Dentre os principais motivos que direcionaram o time a tal decisão, as falhas apresentadas pelo remodelado carro AMR26, projetado por Andrew Newey, tornaram-se decisivas. O modelo seguiu indicando defeitos constantes durante a temporada de preparação do time, gerando grande insegurança quanto à sua capacidade em permanecer na corrida.

Decisão com a aproximação do evento

Restando poucos dias para a estreia da temporada da Fórmula 2026, a Aston Martin presencia um cenário de apreensão e busca contornar os danos atrelados à marca parceira Honda. Logo nos testes da pré-temporada, a equipe inglesa apresentou uma sequência preocupante de problemas .

No primeiro teste, em Barcelona, a equipe compareceu à pista apenas no último dos 5 dias de atuação; no segundo, ocorrido em Bahrein, o carro passou mais tempo na garagem do que na pista; e no último ensaio, deram encerrado 2h30 antes do programado.


Fernando Alonso durante pré-temporada em Bahrain, 2026 (Foto: reprodução/NurPhoto/Getty Images Embed)


Aston Martin passou a considerar não participar da etapa de abertura do campeonato, alegando “força maior”. Porém, a decisão esbarra em questões contratuais e de imagem. A não aparição da equipe poderia gerar complicações por quebra do chamado Pacto de Concórdia, acordo firmado entre as 11 equipes do grid antes do início da temporada, além de prejudicar a imagem e publicidade da equipe que chegou com altas expectativas.

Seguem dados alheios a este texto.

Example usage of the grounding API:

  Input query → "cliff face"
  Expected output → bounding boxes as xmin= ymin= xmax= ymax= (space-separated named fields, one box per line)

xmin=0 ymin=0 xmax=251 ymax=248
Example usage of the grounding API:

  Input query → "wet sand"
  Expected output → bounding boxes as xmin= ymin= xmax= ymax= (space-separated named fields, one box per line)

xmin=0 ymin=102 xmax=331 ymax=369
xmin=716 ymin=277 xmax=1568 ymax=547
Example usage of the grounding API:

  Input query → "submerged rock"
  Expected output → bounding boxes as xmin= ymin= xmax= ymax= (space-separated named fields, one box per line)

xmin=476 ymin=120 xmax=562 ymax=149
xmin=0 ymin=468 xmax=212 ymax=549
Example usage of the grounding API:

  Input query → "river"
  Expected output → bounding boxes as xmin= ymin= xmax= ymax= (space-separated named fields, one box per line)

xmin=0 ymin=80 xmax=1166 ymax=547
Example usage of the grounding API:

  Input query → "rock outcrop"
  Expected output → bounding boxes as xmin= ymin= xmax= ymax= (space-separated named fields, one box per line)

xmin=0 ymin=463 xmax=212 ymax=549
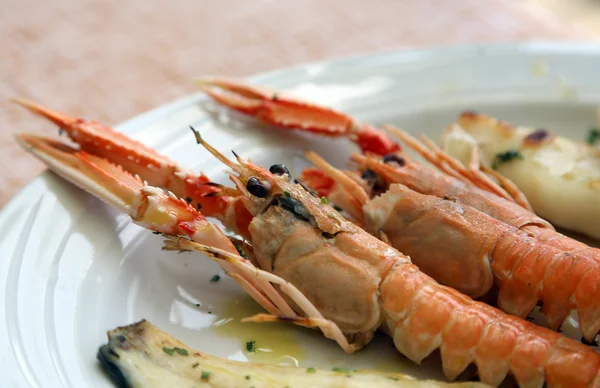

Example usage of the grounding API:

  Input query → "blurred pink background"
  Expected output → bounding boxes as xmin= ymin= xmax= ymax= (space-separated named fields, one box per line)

xmin=0 ymin=0 xmax=600 ymax=207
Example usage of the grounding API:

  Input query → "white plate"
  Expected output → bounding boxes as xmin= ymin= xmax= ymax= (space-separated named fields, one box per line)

xmin=0 ymin=44 xmax=600 ymax=387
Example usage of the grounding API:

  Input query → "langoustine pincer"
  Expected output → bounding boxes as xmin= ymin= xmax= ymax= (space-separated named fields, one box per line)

xmin=12 ymin=104 xmax=600 ymax=387
xmin=201 ymin=78 xmax=600 ymax=342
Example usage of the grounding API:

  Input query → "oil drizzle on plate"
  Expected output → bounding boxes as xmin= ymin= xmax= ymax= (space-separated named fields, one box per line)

xmin=211 ymin=297 xmax=304 ymax=366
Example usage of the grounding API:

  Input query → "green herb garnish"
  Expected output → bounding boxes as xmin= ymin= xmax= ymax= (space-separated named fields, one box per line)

xmin=331 ymin=368 xmax=354 ymax=373
xmin=492 ymin=150 xmax=523 ymax=170
xmin=327 ymin=212 xmax=339 ymax=219
xmin=173 ymin=347 xmax=188 ymax=356
xmin=587 ymin=128 xmax=600 ymax=145
xmin=233 ymin=243 xmax=247 ymax=259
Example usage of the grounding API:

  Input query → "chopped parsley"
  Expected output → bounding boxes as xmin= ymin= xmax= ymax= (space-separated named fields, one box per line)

xmin=173 ymin=347 xmax=188 ymax=356
xmin=492 ymin=150 xmax=523 ymax=170
xmin=587 ymin=128 xmax=600 ymax=145
xmin=331 ymin=368 xmax=354 ymax=373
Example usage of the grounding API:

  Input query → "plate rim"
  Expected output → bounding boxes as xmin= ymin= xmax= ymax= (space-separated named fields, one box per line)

xmin=7 ymin=40 xmax=600 ymax=212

Dessa forma, a solução encontrada foi tentar participar ao menos da sessão classificatória, buscando cumprir a regra dos 107%, onde o piloto precisa registrar um tempo de até 107% do obtido pelo pole position para garantir vaga no grid. Caso não consiga, a equipe ainda pode solicitar autorização especial para participar, mas a decisão final fica por conta dos comissários. Entretanto, se a estratégia funcionar, a Aston Martin realizará algumas voltas e posteriormente chamará Fernando Alonso e Lance Stroll para os boxes.

Criação do comitê de crise em Sakura

Segundo comunicado realizado pela montadora japonesa na última semana, acredita-se que a falha na bateria foi resultado das vibrações causadas pela região de combustão do motor, caso esse que gerou consequências como a saída antecipada de Fernando Alonso no penúltimo dia do teste. Como o problema real não foi confirmado, o prazo para solução acaba indeterminado.

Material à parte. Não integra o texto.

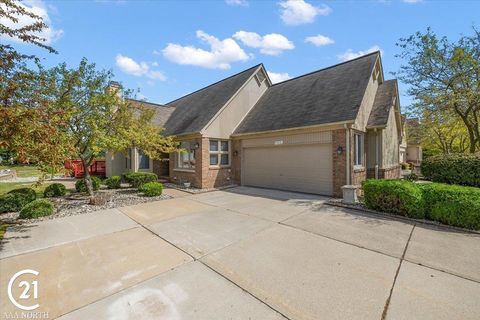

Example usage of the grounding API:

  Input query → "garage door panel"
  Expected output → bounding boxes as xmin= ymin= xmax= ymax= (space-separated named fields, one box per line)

xmin=243 ymin=144 xmax=332 ymax=195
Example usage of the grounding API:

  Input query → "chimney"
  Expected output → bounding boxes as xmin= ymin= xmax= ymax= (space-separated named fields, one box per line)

xmin=107 ymin=81 xmax=122 ymax=98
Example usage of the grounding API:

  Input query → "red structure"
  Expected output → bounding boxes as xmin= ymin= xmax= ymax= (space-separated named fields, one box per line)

xmin=65 ymin=159 xmax=105 ymax=178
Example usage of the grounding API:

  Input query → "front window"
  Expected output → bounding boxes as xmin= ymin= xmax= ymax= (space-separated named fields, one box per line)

xmin=138 ymin=150 xmax=150 ymax=169
xmin=177 ymin=141 xmax=195 ymax=169
xmin=353 ymin=134 xmax=363 ymax=167
xmin=209 ymin=140 xmax=230 ymax=166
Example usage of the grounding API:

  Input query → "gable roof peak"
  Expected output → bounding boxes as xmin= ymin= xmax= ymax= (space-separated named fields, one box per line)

xmin=272 ymin=50 xmax=380 ymax=87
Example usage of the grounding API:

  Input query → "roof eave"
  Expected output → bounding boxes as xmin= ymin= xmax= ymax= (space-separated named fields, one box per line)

xmin=231 ymin=120 xmax=355 ymax=137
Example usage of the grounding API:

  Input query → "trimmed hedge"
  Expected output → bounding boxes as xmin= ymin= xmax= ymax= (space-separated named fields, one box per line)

xmin=75 ymin=177 xmax=101 ymax=192
xmin=138 ymin=182 xmax=163 ymax=197
xmin=8 ymin=188 xmax=37 ymax=203
xmin=363 ymin=179 xmax=480 ymax=230
xmin=419 ymin=183 xmax=480 ymax=230
xmin=124 ymin=172 xmax=158 ymax=188
xmin=43 ymin=183 xmax=67 ymax=198
xmin=0 ymin=188 xmax=37 ymax=213
xmin=19 ymin=199 xmax=53 ymax=219
xmin=363 ymin=179 xmax=425 ymax=219
xmin=105 ymin=176 xmax=122 ymax=189
xmin=421 ymin=154 xmax=480 ymax=187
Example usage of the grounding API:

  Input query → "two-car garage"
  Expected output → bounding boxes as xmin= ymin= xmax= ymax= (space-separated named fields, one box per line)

xmin=241 ymin=131 xmax=333 ymax=195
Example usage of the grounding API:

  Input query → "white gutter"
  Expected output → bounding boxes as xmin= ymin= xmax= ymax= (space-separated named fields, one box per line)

xmin=344 ymin=124 xmax=351 ymax=185
xmin=375 ymin=128 xmax=378 ymax=179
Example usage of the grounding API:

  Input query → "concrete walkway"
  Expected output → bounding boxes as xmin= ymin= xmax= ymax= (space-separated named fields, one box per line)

xmin=0 ymin=187 xmax=480 ymax=319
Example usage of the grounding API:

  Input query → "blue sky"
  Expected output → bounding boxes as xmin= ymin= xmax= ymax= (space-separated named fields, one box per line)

xmin=2 ymin=0 xmax=480 ymax=107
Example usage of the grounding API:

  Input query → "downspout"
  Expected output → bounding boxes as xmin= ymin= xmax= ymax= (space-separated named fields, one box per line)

xmin=374 ymin=128 xmax=378 ymax=179
xmin=344 ymin=124 xmax=351 ymax=185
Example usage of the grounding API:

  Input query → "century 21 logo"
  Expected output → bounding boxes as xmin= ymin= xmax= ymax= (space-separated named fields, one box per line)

xmin=8 ymin=269 xmax=39 ymax=311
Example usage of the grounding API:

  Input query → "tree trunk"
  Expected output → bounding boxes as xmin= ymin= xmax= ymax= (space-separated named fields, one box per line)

xmin=81 ymin=159 xmax=95 ymax=204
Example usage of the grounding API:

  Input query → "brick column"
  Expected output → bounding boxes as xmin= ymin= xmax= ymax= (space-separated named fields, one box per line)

xmin=332 ymin=129 xmax=347 ymax=198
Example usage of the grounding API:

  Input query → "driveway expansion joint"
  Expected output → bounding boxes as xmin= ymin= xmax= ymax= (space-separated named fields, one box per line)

xmin=381 ymin=224 xmax=416 ymax=320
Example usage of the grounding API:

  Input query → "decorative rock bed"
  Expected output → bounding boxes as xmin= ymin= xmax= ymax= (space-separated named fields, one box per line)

xmin=0 ymin=188 xmax=171 ymax=223
xmin=163 ymin=182 xmax=237 ymax=194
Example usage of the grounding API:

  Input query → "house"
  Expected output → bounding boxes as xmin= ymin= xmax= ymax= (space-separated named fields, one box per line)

xmin=405 ymin=118 xmax=423 ymax=168
xmin=107 ymin=52 xmax=402 ymax=196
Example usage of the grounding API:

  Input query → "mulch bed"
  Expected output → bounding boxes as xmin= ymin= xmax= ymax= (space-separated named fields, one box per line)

xmin=0 ymin=188 xmax=172 ymax=223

Fernando Alonso em conferência na pré-temporada 2026 (Foto: reprodução/Kym Illman/Getty Images Embed)


Um comitê de crise foi criado em Sakura, sede da Honda no Japão. Andy Cowell, chefe de estratégia, foi enviado para acompanhar de perto o processo de contenção, enquanto Adrian Newey, gestor do time e projetista do AMR26, mantém contato com japoneses na tentativa de acelerar um diagnóstico definitivo.

A abertura do campeonato acontece na madrugada do dia 8, com transmissão ao vivo pela TV Globo, Sportv3 e Globoplay a partir da 1h (horário de Brasília).